Interpretive Summary:

Technical Abstract: The olive fruit fly, Bactrocera oleae (Diptera: Tephritidae), is the most serious pest of cultivated olives worldwide. Its recent invasion into North America, specifically California, has initiated renewed interest in management strategies for this pest. Research into classical biological control has been a major focal point for controlling this fly. However, the use of entomopathogenic fungi (EPF), which infect, invade, and eventually kill their host, has remained largely unexplored for this pest. One of the commonest methods used in biological control is to select agents from areas that match closely the climate of the region infested in order to increase the chances that agents discovered will be climatically adapted if they are introduced. As Mediterranean climate is found in California, explorations for EPF have been conducted in the Mediterranean Basin, including Greece and France.
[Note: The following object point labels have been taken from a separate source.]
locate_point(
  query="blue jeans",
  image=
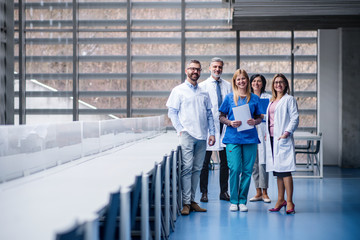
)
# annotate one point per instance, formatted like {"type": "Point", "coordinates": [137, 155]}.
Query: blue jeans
{"type": "Point", "coordinates": [241, 158]}
{"type": "Point", "coordinates": [193, 153]}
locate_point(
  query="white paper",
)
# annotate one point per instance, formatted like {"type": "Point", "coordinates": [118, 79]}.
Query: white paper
{"type": "Point", "coordinates": [242, 113]}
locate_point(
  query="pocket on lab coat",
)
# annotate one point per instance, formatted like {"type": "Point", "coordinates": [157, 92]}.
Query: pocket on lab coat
{"type": "Point", "coordinates": [284, 147]}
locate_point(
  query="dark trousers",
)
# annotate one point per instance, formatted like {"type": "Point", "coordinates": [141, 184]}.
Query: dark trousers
{"type": "Point", "coordinates": [224, 172]}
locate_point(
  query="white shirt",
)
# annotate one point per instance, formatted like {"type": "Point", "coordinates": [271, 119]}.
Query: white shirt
{"type": "Point", "coordinates": [210, 86]}
{"type": "Point", "coordinates": [286, 119]}
{"type": "Point", "coordinates": [190, 110]}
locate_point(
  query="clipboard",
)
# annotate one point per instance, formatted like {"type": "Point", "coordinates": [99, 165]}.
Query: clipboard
{"type": "Point", "coordinates": [242, 113]}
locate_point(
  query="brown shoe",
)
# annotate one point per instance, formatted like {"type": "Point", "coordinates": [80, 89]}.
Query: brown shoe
{"type": "Point", "coordinates": [185, 210]}
{"type": "Point", "coordinates": [195, 207]}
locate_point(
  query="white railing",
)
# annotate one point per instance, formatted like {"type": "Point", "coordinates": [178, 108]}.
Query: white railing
{"type": "Point", "coordinates": [28, 149]}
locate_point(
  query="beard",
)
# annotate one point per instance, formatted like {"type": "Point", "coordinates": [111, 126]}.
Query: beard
{"type": "Point", "coordinates": [193, 76]}
{"type": "Point", "coordinates": [214, 74]}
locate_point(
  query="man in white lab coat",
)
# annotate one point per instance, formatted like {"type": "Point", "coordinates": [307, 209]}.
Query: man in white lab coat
{"type": "Point", "coordinates": [217, 88]}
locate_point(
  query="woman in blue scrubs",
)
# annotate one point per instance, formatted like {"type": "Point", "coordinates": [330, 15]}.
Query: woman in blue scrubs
{"type": "Point", "coordinates": [241, 147]}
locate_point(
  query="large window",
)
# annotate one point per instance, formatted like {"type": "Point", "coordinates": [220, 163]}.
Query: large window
{"type": "Point", "coordinates": [113, 59]}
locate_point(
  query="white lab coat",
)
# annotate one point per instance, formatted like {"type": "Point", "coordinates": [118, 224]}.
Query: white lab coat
{"type": "Point", "coordinates": [209, 85]}
{"type": "Point", "coordinates": [286, 118]}
{"type": "Point", "coordinates": [261, 128]}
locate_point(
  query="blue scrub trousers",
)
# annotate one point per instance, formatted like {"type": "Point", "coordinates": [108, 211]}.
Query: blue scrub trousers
{"type": "Point", "coordinates": [241, 158]}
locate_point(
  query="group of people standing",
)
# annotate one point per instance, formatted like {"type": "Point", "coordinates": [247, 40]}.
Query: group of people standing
{"type": "Point", "coordinates": [203, 116]}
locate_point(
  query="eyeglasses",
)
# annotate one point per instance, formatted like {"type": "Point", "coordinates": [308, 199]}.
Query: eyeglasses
{"type": "Point", "coordinates": [279, 82]}
{"type": "Point", "coordinates": [195, 69]}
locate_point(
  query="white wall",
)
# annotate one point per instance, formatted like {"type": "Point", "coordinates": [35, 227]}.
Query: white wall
{"type": "Point", "coordinates": [329, 94]}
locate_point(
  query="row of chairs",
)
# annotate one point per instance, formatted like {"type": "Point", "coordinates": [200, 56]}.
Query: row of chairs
{"type": "Point", "coordinates": [147, 210]}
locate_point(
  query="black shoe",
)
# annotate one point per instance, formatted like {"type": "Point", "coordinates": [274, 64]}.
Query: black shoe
{"type": "Point", "coordinates": [204, 198]}
{"type": "Point", "coordinates": [224, 196]}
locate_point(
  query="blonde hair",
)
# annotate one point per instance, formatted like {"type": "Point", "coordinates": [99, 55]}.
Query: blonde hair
{"type": "Point", "coordinates": [236, 88]}
{"type": "Point", "coordinates": [287, 87]}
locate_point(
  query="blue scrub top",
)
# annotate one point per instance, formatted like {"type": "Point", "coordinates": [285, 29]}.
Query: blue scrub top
{"type": "Point", "coordinates": [232, 136]}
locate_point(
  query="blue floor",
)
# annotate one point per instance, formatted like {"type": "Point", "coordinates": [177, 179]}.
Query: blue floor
{"type": "Point", "coordinates": [327, 208]}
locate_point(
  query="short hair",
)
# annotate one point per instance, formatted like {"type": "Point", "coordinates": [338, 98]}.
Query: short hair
{"type": "Point", "coordinates": [194, 61]}
{"type": "Point", "coordinates": [263, 80]}
{"type": "Point", "coordinates": [217, 59]}
{"type": "Point", "coordinates": [235, 87]}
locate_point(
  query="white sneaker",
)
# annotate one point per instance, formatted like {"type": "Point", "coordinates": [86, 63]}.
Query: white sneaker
{"type": "Point", "coordinates": [243, 208]}
{"type": "Point", "coordinates": [234, 207]}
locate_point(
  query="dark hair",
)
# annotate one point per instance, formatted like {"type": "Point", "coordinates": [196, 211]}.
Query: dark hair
{"type": "Point", "coordinates": [217, 59]}
{"type": "Point", "coordinates": [287, 87]}
{"type": "Point", "coordinates": [194, 61]}
{"type": "Point", "coordinates": [263, 80]}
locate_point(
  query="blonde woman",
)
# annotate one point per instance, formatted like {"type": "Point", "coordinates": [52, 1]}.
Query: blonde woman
{"type": "Point", "coordinates": [241, 147]}
{"type": "Point", "coordinates": [281, 123]}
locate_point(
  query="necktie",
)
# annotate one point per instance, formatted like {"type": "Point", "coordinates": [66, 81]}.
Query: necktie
{"type": "Point", "coordinates": [218, 91]}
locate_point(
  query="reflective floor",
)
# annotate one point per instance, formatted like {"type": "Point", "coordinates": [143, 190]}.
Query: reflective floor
{"type": "Point", "coordinates": [327, 208]}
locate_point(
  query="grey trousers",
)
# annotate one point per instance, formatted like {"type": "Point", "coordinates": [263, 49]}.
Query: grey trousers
{"type": "Point", "coordinates": [260, 176]}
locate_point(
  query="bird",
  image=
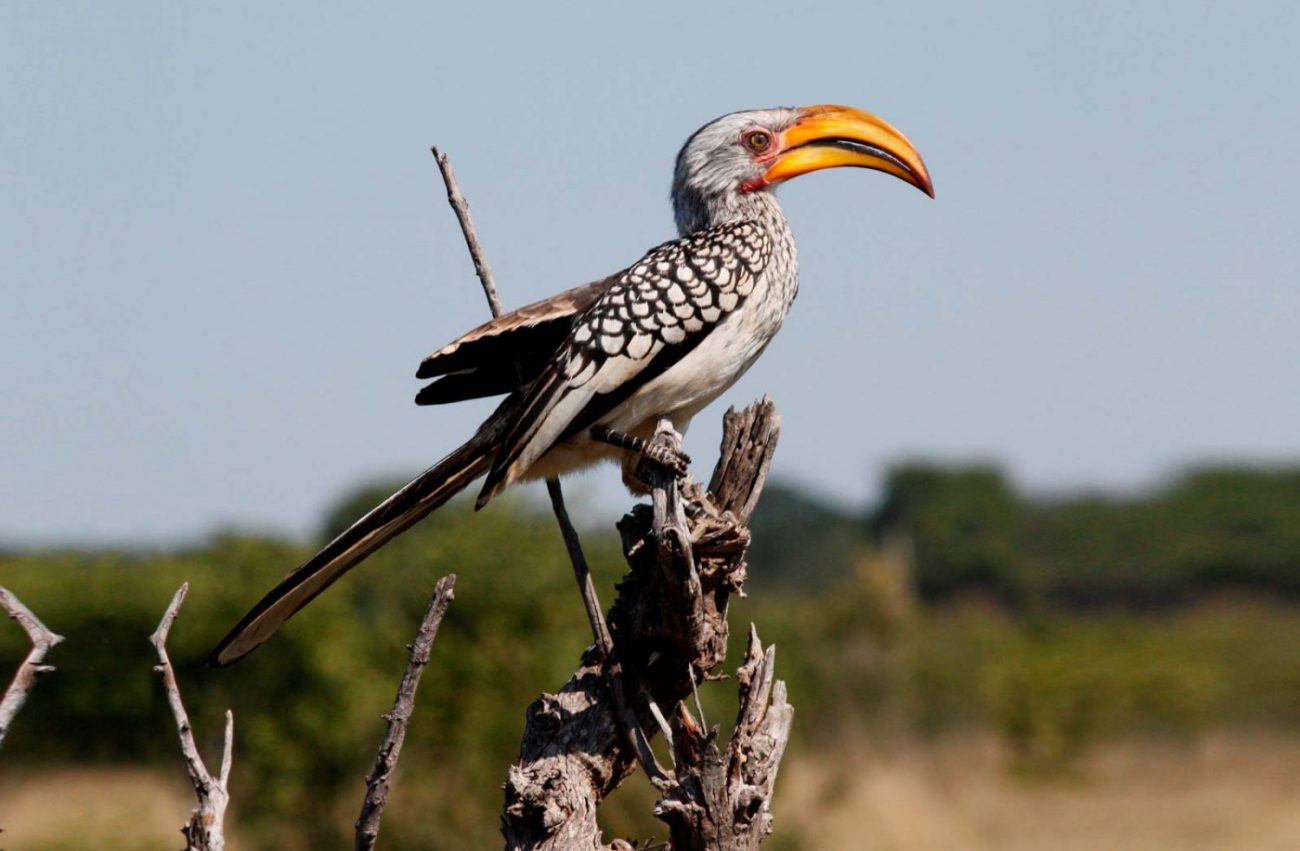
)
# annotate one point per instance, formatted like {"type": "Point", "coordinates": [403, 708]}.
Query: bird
{"type": "Point", "coordinates": [588, 373]}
Therefore, five strains of EPF were isolated from soil in olive orchards in Greece and Crete in 2002 and one strain was isolated from infested olives collected in South of France in 2015. All the strains were identified as either Beauveria sp. or Metarhizium sp. Using pupae collected in infested olives, we evaluated the virulence of the isolates under laboratory conditions by inoculating pupae directly or by inoculating the soil. Emergence rate was monitored daily, and dead pupae were removed, surface sterilized and placed in sterile plates to be inspected. Identification of the EPF were confirmed based on sequencing of the ITS region. Depending on the virulence we will measure during the next summer, subsequent studies will be conducted to evaluate specificity in quarantine and efficacy in the field, in the country of origin.